Strength of 316FR Joints Welded by Type 316FR/16-8-2 Filler Metals

Type 316 stainless steel with low-carbon and medium-nitrogen contents called 316FR stainless steel is a candidate structural material for reactor vessels and internals of future-generation fast breeder reactors (FBRs). The reactor vessel cannot be manufactured from rolled or forged steel, but can be built at reasonable cost by welding rolled steel plates. In this manufacture approach, the reliability of the welded joint must be indicated. Two types of filler metals are candidates for 316FR welded joints: types 316FR and 16-8-2 filler metals.
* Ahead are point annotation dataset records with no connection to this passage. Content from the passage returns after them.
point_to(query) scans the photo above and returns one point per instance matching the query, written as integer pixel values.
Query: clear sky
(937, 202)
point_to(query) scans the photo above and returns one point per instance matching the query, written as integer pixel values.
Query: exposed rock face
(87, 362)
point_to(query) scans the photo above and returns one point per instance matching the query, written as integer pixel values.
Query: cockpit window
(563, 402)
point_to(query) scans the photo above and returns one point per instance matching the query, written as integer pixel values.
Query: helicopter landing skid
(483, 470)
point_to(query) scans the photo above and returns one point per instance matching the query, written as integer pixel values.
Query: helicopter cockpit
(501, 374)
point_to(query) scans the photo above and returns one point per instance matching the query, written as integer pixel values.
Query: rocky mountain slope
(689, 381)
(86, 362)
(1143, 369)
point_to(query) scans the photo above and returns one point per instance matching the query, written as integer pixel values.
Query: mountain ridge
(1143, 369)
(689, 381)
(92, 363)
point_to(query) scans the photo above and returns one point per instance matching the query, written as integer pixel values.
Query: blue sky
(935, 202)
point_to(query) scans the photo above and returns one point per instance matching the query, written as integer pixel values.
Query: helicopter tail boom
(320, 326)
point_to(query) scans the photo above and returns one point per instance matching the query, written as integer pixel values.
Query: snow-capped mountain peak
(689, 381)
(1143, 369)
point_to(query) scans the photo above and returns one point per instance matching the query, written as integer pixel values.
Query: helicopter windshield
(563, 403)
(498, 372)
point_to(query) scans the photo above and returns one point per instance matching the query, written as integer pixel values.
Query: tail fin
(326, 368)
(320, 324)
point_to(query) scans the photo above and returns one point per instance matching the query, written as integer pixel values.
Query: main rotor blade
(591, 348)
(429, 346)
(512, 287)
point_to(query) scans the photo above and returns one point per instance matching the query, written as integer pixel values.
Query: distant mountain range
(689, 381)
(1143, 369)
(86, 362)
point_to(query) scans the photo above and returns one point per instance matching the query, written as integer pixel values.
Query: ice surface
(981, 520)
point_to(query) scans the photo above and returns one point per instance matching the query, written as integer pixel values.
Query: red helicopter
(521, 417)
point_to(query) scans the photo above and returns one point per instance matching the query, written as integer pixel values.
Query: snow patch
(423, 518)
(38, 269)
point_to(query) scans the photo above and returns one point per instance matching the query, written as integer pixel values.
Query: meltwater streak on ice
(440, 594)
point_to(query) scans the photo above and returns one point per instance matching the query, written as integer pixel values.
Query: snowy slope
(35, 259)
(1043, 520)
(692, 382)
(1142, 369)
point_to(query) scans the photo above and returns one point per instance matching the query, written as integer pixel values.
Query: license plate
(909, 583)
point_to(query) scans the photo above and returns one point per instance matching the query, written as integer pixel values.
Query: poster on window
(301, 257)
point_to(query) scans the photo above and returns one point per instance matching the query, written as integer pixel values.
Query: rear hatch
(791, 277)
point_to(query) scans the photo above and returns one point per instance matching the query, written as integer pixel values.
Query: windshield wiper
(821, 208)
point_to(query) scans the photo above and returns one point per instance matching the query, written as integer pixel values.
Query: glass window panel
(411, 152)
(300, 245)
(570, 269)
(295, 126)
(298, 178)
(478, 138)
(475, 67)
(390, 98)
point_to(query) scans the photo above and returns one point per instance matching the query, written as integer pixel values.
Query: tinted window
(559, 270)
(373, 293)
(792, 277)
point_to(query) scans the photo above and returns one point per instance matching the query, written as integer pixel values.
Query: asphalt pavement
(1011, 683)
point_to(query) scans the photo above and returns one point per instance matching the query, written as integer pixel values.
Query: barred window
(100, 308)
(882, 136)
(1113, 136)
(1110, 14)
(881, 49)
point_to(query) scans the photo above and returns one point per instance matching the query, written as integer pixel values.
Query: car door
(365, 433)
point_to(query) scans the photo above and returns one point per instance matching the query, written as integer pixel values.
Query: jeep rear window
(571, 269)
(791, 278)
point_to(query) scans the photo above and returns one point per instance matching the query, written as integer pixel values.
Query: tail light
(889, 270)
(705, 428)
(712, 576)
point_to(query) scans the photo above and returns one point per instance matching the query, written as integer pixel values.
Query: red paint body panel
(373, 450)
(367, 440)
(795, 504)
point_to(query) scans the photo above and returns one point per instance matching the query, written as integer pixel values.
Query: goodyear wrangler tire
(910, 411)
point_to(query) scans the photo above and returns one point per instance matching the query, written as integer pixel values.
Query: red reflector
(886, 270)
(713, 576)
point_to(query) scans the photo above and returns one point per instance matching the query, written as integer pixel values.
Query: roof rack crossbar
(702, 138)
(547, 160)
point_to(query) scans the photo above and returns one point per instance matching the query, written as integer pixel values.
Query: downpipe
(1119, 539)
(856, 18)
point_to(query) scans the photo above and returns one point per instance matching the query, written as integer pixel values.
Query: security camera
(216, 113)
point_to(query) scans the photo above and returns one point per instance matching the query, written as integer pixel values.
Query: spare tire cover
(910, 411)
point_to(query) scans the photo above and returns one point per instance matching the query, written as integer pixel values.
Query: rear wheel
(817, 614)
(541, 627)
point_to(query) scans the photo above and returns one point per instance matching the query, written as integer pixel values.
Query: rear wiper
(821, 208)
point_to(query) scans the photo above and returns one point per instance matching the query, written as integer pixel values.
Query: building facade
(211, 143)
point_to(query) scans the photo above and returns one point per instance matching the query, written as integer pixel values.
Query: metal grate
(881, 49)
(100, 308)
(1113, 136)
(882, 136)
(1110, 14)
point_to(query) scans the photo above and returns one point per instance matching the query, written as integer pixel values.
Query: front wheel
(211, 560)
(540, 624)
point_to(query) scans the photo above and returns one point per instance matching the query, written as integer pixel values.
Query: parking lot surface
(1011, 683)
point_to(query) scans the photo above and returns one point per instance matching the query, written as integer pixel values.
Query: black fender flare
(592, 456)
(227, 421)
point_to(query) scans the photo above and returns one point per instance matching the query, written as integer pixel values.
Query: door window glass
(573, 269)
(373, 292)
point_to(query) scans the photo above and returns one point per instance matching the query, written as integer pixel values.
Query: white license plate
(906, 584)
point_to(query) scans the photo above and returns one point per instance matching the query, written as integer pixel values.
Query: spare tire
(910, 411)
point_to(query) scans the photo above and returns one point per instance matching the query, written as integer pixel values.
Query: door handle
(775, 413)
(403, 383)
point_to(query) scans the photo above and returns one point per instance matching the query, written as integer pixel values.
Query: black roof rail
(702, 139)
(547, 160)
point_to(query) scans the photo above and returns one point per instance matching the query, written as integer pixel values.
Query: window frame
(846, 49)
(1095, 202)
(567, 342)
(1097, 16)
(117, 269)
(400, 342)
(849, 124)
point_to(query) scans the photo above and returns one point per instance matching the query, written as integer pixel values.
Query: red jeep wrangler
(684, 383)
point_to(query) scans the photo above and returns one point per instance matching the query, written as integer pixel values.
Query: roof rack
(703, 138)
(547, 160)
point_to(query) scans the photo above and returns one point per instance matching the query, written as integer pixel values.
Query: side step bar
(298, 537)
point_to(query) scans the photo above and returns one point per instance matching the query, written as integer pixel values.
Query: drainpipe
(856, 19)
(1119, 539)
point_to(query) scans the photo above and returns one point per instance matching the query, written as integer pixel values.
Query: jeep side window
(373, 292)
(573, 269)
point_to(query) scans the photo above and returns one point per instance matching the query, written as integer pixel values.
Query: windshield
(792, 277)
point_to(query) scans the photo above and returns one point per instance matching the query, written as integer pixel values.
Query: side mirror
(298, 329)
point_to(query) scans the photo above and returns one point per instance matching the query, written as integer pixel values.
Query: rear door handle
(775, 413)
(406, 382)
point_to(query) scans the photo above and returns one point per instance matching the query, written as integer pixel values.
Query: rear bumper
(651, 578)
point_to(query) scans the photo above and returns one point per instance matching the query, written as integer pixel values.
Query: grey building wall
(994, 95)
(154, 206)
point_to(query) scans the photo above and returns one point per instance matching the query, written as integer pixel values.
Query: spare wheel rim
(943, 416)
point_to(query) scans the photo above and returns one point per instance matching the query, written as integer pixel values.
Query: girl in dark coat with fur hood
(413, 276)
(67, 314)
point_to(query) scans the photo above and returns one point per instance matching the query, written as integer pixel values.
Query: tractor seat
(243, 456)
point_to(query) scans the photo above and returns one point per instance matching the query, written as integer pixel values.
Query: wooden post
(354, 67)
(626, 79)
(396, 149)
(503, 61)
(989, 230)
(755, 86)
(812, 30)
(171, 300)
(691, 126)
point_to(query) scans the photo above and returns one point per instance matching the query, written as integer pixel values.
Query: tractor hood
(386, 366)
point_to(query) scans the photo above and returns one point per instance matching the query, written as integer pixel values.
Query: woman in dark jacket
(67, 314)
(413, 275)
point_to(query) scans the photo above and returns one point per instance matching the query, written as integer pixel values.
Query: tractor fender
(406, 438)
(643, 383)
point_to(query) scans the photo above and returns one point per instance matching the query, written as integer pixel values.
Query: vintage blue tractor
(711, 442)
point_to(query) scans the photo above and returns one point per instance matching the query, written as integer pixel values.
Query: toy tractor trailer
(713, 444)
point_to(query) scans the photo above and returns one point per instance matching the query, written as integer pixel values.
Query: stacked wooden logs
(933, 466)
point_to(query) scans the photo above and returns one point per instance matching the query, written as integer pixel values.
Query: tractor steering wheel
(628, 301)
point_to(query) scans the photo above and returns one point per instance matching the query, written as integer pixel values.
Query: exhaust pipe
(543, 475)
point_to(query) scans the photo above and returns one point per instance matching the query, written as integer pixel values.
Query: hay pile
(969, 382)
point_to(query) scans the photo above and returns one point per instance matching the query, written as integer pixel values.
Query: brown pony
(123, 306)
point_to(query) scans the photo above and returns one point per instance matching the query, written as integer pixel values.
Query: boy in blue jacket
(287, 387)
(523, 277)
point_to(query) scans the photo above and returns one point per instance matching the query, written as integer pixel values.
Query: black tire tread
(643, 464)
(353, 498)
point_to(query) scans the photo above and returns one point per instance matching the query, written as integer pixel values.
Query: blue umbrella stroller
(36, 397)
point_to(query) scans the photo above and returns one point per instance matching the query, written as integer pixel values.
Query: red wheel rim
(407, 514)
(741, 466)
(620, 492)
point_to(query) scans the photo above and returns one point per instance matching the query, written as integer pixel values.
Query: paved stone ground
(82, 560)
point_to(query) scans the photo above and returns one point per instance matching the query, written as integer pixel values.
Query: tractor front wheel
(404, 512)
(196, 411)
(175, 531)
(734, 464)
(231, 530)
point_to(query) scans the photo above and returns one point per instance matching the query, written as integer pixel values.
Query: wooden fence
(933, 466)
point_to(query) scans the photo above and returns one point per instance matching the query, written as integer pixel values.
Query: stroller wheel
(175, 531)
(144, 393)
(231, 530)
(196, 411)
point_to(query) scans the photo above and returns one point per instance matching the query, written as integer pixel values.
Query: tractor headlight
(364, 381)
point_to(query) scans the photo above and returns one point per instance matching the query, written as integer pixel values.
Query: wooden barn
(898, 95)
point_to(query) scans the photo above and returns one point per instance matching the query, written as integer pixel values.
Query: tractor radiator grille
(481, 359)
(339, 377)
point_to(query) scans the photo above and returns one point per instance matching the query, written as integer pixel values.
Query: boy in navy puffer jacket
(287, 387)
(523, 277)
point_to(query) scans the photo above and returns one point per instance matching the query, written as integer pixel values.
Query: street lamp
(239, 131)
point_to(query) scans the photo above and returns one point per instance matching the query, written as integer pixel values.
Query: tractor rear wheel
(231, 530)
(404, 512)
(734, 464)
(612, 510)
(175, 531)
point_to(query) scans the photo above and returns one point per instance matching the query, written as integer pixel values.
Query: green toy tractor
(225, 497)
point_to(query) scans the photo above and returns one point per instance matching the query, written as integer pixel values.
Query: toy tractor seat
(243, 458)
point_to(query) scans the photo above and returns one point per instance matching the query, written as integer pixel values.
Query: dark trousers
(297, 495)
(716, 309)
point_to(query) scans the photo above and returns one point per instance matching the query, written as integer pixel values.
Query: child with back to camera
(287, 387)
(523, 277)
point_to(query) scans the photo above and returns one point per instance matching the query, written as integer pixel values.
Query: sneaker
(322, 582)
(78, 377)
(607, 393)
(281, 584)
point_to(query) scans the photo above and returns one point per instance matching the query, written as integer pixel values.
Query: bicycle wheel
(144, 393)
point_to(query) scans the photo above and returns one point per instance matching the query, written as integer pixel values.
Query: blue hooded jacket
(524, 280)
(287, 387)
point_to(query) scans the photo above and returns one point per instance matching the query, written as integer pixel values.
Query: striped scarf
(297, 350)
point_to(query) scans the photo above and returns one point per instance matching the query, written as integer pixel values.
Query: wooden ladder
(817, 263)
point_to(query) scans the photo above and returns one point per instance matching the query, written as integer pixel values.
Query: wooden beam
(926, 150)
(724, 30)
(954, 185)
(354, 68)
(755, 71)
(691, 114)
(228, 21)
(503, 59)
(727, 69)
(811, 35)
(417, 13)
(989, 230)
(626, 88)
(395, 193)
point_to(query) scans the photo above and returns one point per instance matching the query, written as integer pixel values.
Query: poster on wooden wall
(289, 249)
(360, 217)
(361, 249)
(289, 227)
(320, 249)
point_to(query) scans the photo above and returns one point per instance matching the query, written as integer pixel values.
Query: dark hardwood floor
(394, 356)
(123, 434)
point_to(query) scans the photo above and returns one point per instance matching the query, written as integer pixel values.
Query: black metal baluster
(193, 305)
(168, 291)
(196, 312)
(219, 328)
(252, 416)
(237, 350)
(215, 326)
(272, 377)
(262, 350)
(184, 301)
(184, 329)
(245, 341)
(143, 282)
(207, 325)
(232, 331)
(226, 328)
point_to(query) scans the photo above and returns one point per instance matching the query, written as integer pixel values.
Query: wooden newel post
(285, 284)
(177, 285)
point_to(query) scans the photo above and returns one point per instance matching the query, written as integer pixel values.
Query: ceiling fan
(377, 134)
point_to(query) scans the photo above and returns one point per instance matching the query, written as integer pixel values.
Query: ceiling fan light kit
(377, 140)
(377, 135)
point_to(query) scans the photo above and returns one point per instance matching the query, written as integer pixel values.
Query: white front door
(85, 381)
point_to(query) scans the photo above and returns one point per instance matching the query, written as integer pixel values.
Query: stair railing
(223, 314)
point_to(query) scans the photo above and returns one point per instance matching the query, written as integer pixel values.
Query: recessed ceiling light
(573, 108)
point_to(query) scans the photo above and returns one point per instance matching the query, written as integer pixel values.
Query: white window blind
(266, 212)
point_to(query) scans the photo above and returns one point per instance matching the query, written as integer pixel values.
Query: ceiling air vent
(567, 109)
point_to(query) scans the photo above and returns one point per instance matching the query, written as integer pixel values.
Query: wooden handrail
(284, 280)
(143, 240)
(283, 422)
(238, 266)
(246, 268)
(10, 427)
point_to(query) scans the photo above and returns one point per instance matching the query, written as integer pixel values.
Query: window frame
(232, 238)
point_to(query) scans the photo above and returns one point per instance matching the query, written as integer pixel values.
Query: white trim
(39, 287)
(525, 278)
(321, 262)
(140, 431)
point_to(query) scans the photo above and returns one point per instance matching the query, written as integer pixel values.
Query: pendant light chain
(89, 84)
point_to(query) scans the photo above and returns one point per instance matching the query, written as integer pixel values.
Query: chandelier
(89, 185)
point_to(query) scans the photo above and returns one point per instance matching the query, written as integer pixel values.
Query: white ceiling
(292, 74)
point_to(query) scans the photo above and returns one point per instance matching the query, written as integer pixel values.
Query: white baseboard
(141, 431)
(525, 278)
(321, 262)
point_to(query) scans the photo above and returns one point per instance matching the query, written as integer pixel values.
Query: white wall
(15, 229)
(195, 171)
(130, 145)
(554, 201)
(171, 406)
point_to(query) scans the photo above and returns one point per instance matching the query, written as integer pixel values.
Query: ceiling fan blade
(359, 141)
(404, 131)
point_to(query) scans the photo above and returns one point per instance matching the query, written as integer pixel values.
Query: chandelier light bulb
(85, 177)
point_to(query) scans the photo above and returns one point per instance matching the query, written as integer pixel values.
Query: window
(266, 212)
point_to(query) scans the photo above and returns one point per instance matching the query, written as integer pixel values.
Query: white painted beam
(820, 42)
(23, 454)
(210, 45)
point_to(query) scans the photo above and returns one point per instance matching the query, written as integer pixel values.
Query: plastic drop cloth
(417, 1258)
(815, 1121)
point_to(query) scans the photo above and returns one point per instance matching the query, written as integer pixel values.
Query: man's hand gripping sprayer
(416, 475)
The chemical composition of type 316FR filler metal is close to that of the stainless steel; type 16-8-2 filler metal contains lower amounts of Ni, Cr, and Mo than that of the stainless steel. This study evaluated the need to consider the welded joint strength reduction factors in 316FR welded joints under design of future-generation FBRs. To this end, the tensile and creep strengths of types 316FR and 16-8-2 weld metals were measured, and the effect of δ-ferrite in weld metals was evaluated in creep strength tests of 316FR welded joints. In tensile and creep strengths of 316FR welded joints welded by both metal types, the welded joint strength reduction factors were immaterial. The creep strength of 316FR welded joints was negligibly affected by δ-ferrite levels from 4.1 to 7.0 ferrite number (FN) in the Welding Research Council-1992 diagram. Furthermore, the tensile and creep strengths of 316FR welded joints by two methods (gas tungsten arc welding (GTAW) and shielded metal arc welding (SMAW)) were the same. Therefore, the tensile and creep strengths of 316FR welded joints in above condition are ensured the reliability of similar to 316FR stainless steels.